Os primeiros répteis coligidos no Daomé foram-no igualmente por ele (Bocage, 1887). Dada a raridade das citações neste domínio para uma região que ainda hoje parece inexplorada, vale a pena saber que espécies ali coligiu o naturalista, com extrema dificuldade, por se tratar de um país animista, que interditava a captura de muitos animais. Refira-se de resto que, existindo culto ofita em Ajudá, dedicado a Dangbé, a piton sagrada, nunca vimos mencionada a vulgaríssima Python sebae para o actual Benim. São então as seguintes as espécies, na maior parte coligidas em Ajudá e no Abomei, algumas da autoria de Bocage: Hemidactylus brooki Gray, 1845, Agama agama (Linnaeus, 1758), Chamaeleo senegalensis Daudin, 1802, Lygosoma guineense (Peters, 1879), Varanus niloticus (Linnaeus, 1766), Leptotyphlops brevicaudus (Bocage, 1887), Typhlops punctatus (Leach, 1819), Atractaspis dahomeyensis Bocage, 1887, Grayia smythii (Leach, 1818), Scaphiophis albopunctatus Peters, 1870, Toxicodryas blandingii (Hallowell, 1844), e Bitis arietans (Merrem, 1820).
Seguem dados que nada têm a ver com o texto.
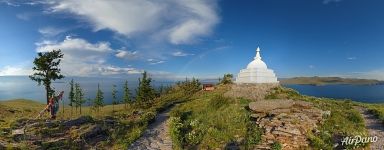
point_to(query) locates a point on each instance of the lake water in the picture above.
(361, 93)
(23, 87)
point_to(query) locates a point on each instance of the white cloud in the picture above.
(114, 70)
(130, 55)
(179, 21)
(154, 61)
(14, 71)
(82, 58)
(311, 66)
(180, 54)
(51, 31)
(24, 16)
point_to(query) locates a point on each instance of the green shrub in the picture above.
(176, 131)
(149, 117)
(218, 101)
(253, 134)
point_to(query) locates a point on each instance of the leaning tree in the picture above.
(47, 69)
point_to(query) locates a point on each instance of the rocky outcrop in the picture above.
(247, 91)
(80, 133)
(79, 121)
(285, 121)
(3, 145)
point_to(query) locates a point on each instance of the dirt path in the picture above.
(156, 137)
(374, 127)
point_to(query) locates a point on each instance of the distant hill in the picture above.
(329, 80)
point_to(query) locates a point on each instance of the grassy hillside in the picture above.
(211, 121)
(329, 80)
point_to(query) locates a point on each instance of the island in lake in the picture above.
(329, 80)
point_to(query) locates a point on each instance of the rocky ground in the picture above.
(375, 128)
(81, 133)
(250, 91)
(156, 137)
(286, 122)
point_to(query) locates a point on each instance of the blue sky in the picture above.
(202, 38)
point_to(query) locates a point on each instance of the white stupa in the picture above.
(256, 72)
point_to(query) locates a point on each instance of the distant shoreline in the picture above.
(320, 81)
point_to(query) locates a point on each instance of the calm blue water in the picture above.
(23, 87)
(361, 93)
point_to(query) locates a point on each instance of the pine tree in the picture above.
(114, 97)
(47, 67)
(145, 92)
(71, 95)
(99, 99)
(79, 96)
(127, 94)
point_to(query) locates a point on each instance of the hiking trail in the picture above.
(156, 137)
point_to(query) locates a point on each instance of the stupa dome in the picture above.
(257, 63)
(256, 72)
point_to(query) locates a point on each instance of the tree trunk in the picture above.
(47, 94)
(62, 101)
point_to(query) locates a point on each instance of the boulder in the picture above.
(303, 104)
(3, 145)
(265, 106)
(93, 131)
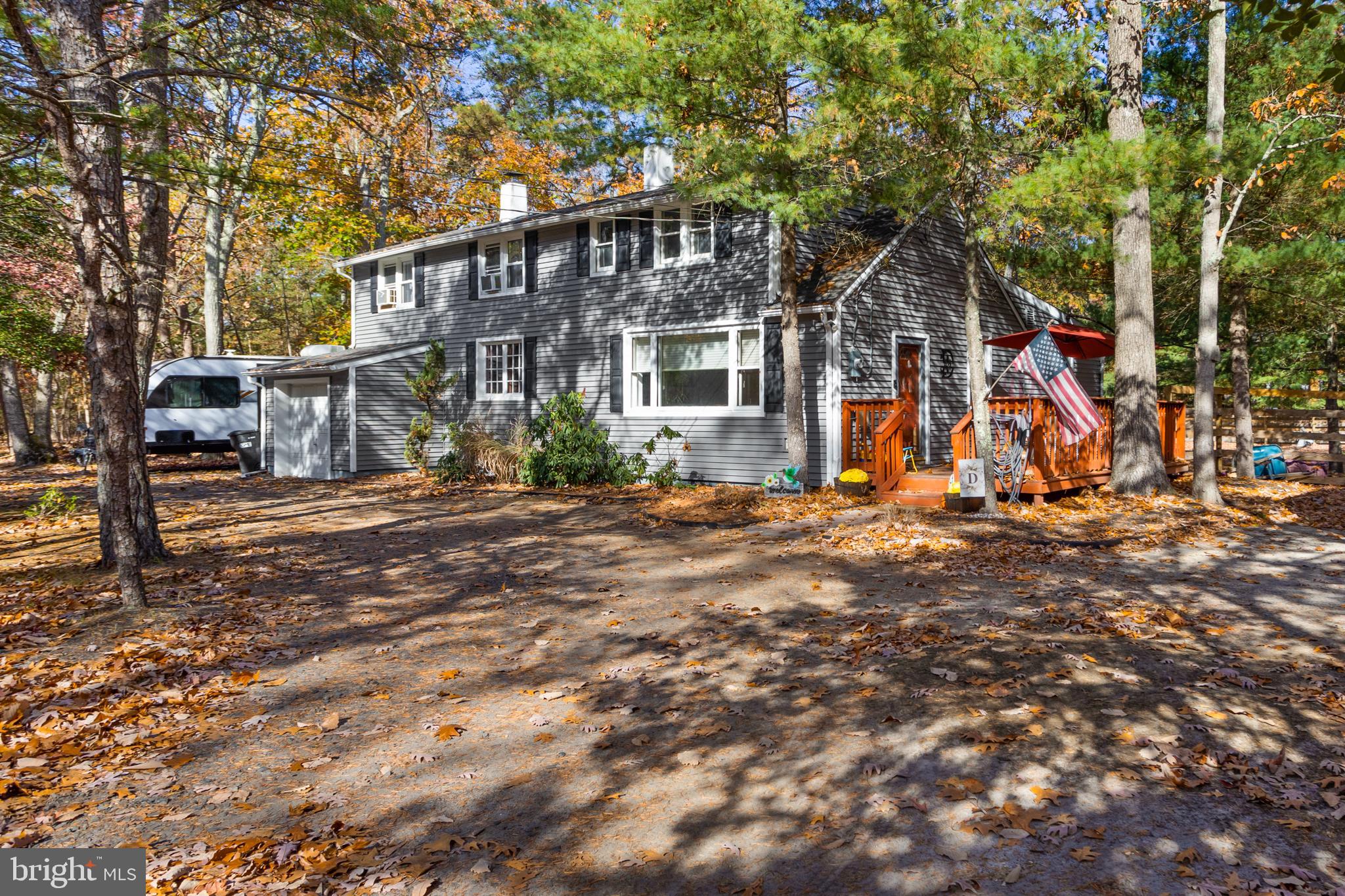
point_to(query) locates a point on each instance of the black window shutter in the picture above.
(420, 280)
(530, 261)
(772, 362)
(722, 232)
(529, 367)
(470, 370)
(472, 280)
(581, 249)
(623, 244)
(648, 238)
(615, 363)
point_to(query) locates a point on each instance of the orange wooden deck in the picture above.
(871, 440)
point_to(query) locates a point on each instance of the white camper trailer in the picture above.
(194, 403)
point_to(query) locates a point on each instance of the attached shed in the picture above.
(332, 416)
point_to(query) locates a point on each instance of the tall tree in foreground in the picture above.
(1206, 468)
(735, 86)
(1137, 465)
(70, 74)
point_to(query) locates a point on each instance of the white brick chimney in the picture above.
(513, 196)
(658, 165)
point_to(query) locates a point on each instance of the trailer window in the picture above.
(195, 391)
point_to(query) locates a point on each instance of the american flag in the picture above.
(1075, 412)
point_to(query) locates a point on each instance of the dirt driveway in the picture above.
(382, 691)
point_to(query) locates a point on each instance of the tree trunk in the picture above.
(185, 330)
(155, 214)
(797, 435)
(42, 395)
(1137, 446)
(1206, 463)
(1238, 331)
(221, 221)
(213, 269)
(16, 421)
(1333, 383)
(977, 351)
(84, 117)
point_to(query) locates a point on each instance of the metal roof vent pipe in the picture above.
(658, 165)
(513, 196)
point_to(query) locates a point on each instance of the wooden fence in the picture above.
(1283, 426)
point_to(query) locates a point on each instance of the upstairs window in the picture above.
(701, 242)
(604, 247)
(685, 236)
(502, 267)
(397, 284)
(670, 236)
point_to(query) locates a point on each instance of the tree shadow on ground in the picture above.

O italiano Leonardo Fea explorou as ilhas do Golfo logo a seguir a Newton. As suas colecções de répteis e anfíbios foram estudadas por Boulenger. Imediatamente antes de Newton chegar às ilhas, Moller tinha-as explorado. Os répteis e anfíbios que coligiu foram classificados por Bocage e Bedriaga.

Socorrendo-se do material publicado até 1917, Júlio Henriques dá-nos a imagem do que a sistemática do seu tempo registava para a herpetofauna de São Tomé: Sternothaerus derbianus, o cágado; Chelone mydas, a tartaruga-verde; Hemidactylus mabuia e Lygodactylus thomensis, osgas; Mabuia maculilabris e Lygosoma africanum, Scincidae; Typhlops Newtoni, cobra-cega; Naja melanoleuca, a cobra preta, Dendraspis viridis, mamba, Boodon lineatus, a djita e Philothamnus thomensis. Nos anfíbios contam-se Rana Newtoni, Rappia thomensis e Arthroleptis calcaratus, rãs; e Dermophis thomensis, a cobra bobó ou cobra amarela.

Em 1988, uma equipa do Museu Bocage (Museu Nacional de História Natural de Lisboa) deslocou-se a São Tomé, estando os resultados da exploração a ser publicados no Volume Especial dos Arquivos do Museu Bocage. Nada porém saiu ainda sobre a herpetofauna. Pouco depois, era a vez de um grupo alemão, de que faziam parte os herpetologistas J. Haft, J. Fahr e T. Nill. Os resultados das colheitas foram publicados na revista Faunistische Abhandlungen, que dedicou todo o número 1 do volume 19 (1993) a São Tomé.